It's been a while since I had to do any Mathematica programming and it
shows! I am trying to implement an econometric procedure in Mathematica, and
while it works, I'm having problems making it efficient enough to be usable
with larger datasets on a desktop computer.

I won't bore you with the details of the rest of the procedure. Judicious
use of TimeUsed[] shows that the two commands within the function that take
the most time are the following ones. Each of these commands takes 10-20
seconds on tensors of the required size (say 400*7*100), which is not ideal
as the econometric procedure requires doing the whole thing more than 1000
times.

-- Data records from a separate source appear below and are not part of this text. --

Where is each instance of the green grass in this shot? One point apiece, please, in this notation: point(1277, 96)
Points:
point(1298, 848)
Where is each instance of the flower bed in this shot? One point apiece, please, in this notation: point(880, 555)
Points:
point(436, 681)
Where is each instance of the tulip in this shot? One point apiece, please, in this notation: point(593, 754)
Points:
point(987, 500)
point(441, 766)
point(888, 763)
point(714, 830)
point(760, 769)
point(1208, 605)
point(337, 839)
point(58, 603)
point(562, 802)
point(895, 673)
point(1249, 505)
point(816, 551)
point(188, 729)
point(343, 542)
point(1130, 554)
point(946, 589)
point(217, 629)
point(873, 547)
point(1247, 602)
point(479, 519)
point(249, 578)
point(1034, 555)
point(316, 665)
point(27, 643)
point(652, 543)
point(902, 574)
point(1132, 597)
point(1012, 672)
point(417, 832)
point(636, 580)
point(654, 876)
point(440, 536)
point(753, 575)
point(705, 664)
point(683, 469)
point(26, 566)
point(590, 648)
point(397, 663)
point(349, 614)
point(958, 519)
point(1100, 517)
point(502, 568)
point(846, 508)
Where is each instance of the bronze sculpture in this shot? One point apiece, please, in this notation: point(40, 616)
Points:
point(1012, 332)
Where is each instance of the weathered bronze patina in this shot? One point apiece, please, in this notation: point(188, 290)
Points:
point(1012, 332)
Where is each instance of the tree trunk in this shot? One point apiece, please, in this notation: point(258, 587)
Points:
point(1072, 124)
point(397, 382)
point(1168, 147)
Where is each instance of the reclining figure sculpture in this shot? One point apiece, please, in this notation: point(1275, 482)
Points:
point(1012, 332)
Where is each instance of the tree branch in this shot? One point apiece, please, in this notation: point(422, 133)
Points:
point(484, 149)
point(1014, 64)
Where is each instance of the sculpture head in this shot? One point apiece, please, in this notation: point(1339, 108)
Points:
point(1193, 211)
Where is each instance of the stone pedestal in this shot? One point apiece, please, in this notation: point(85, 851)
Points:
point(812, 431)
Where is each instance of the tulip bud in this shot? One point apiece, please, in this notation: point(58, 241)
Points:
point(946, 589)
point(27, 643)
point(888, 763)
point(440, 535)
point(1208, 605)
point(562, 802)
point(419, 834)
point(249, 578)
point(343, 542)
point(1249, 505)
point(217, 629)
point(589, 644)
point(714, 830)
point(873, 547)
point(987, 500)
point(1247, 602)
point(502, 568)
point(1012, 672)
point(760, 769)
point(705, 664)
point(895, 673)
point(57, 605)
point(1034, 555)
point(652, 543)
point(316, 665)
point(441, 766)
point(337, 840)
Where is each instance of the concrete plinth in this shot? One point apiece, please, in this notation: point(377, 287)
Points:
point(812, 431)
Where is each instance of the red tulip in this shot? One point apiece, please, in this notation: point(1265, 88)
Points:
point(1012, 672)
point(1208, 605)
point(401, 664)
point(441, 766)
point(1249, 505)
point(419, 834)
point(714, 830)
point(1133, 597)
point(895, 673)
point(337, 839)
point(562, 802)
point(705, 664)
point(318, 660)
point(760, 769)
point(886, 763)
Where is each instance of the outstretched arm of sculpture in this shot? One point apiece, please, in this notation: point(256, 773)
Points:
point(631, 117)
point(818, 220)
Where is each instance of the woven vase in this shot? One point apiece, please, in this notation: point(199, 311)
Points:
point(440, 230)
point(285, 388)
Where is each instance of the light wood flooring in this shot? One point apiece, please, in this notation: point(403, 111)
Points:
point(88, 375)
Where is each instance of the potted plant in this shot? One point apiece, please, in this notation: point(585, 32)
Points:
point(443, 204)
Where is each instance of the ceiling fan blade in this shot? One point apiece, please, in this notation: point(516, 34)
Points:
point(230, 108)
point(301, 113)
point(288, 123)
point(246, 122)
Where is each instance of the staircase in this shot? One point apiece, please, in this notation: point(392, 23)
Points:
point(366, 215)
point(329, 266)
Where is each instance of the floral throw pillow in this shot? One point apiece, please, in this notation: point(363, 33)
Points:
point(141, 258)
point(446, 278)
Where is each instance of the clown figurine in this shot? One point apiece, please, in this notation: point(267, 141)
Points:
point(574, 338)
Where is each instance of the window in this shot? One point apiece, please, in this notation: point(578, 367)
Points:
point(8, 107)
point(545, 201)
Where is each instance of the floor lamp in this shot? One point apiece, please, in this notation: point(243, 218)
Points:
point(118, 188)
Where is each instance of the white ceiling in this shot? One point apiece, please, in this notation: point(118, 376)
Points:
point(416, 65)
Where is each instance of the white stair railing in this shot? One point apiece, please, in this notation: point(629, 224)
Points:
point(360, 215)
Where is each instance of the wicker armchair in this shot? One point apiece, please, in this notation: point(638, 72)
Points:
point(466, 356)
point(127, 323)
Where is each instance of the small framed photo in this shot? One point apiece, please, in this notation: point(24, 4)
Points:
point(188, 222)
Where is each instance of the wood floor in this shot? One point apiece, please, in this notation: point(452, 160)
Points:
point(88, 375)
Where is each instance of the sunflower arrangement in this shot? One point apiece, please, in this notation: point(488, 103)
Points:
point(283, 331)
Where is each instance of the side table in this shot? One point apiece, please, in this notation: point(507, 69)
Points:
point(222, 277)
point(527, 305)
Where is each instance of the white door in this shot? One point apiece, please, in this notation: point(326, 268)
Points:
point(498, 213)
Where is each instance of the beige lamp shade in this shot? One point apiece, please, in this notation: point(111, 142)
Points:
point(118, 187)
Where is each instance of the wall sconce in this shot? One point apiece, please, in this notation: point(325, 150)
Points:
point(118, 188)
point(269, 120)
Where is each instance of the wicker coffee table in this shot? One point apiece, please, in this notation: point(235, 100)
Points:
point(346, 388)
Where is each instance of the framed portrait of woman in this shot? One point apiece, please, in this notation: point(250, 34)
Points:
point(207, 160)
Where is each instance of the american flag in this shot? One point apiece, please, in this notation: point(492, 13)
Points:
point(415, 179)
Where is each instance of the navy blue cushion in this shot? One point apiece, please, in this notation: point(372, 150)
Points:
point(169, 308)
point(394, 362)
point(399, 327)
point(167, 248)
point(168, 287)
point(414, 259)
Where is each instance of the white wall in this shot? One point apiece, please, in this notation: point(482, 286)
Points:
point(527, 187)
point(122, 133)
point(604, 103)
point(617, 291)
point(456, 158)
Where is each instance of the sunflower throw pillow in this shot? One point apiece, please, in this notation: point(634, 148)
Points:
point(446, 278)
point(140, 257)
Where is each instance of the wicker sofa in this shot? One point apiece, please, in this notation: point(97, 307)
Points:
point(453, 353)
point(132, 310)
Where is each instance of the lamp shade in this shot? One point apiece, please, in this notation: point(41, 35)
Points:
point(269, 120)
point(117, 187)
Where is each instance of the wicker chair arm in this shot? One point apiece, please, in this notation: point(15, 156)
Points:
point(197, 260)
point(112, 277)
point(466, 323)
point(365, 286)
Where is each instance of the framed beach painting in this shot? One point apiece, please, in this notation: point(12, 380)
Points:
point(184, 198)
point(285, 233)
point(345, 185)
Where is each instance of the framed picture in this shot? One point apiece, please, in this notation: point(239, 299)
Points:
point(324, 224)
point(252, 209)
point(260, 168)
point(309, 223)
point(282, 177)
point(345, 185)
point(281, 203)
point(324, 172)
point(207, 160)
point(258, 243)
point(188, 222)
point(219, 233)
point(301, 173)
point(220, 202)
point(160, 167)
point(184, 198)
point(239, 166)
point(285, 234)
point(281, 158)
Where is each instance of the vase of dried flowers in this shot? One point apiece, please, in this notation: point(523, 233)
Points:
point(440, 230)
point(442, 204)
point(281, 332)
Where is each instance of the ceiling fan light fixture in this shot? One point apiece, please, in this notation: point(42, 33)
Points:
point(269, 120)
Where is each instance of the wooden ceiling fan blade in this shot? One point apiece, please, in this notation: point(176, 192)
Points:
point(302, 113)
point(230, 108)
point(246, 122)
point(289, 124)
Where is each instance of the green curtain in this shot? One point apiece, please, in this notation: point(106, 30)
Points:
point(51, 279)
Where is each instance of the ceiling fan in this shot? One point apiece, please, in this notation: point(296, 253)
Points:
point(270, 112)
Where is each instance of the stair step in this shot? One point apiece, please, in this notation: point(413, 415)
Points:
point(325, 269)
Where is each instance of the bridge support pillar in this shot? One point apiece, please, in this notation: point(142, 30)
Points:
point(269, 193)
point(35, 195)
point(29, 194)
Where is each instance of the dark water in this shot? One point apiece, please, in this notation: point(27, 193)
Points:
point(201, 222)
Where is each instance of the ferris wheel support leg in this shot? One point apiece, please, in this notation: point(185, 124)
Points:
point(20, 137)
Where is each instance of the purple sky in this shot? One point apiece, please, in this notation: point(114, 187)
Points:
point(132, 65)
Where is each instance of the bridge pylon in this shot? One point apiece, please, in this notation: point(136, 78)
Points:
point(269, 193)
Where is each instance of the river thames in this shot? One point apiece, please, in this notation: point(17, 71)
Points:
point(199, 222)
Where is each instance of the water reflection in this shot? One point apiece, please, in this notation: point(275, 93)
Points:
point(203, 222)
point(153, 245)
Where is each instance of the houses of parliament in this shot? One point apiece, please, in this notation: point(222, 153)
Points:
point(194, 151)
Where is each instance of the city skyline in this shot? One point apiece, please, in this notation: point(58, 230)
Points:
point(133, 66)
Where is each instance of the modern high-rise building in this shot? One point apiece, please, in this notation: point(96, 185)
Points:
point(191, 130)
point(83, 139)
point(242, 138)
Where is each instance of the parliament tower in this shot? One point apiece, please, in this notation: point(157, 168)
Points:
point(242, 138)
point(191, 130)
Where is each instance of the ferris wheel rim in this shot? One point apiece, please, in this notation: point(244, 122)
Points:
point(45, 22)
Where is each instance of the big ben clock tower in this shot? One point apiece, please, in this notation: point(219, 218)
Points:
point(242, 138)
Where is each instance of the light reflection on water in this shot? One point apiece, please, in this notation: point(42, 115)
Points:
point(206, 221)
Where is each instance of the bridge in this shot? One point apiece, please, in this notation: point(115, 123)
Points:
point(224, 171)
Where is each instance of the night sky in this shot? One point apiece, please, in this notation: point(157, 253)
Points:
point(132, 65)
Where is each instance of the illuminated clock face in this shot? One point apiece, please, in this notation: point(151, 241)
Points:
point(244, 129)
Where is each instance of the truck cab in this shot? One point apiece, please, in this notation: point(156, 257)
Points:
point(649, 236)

If anyone could make some suggestions on making this more efficient,
I'd be very grateful.

The first is:

Transpose[
Join[Transpose[#1],Transpose[#2]]]&,{KroneckerProduct[{#},Inn]&/@
Transpose[Vmat],KroneckerProduct[{#},Inn]&/@zbar }];
(* where Inn is just a conformable IdentityMatrix, Vmat and zbar are
matrices *)

That is, I have two 3D tensors that I need to join at the second level: one
is Tj*h*p and the other is Tj*h*q, so I should end up with a Tj*h*(p+q)
result.  Note that AppendRows from the MatrixManipulation package is about
fifty times slower than Transpose[Join[Transpose -- I've checked. I tried
Zk=With[{bit1=KroneckerProduct[{#},Inn]&/@Transpose[Vmat],
bit2=KroneckerProduct[{#},Inn]&/@zbar },
Table[Transpose[ Join[Transpose[bit1[[i]],
Transpose[bit2[[i]] ]]],{i, Length[bit1]}]];
But this gives pretty much the same speed and memory requirements.

The second problem command is
Do[zSz= zSz+ TZk[[i]].izk[[i]];,{i,Tj}] ;  (* where TZk =
Transpose[Zk,{1,3,2}]  and izk is a 3D tensor with conformable elements *)

So here I have two 3D tensors and I need the element-by-element sum of the
dot products of the corresponding (matrix) elements from each tensor. I
originally tried a Plus @@ MapThread[] construct but the memory requirements
were so enormous the kernel kept quitting (I'm using a Mac G4 with Mac OS
9).

KroneckerProduct is just the one given in the Mathematica book:
KroneckerProduct[a_?MatrixQ,b_?MatrixQ]:=BlockMatrix[Outer[Times,a,b]]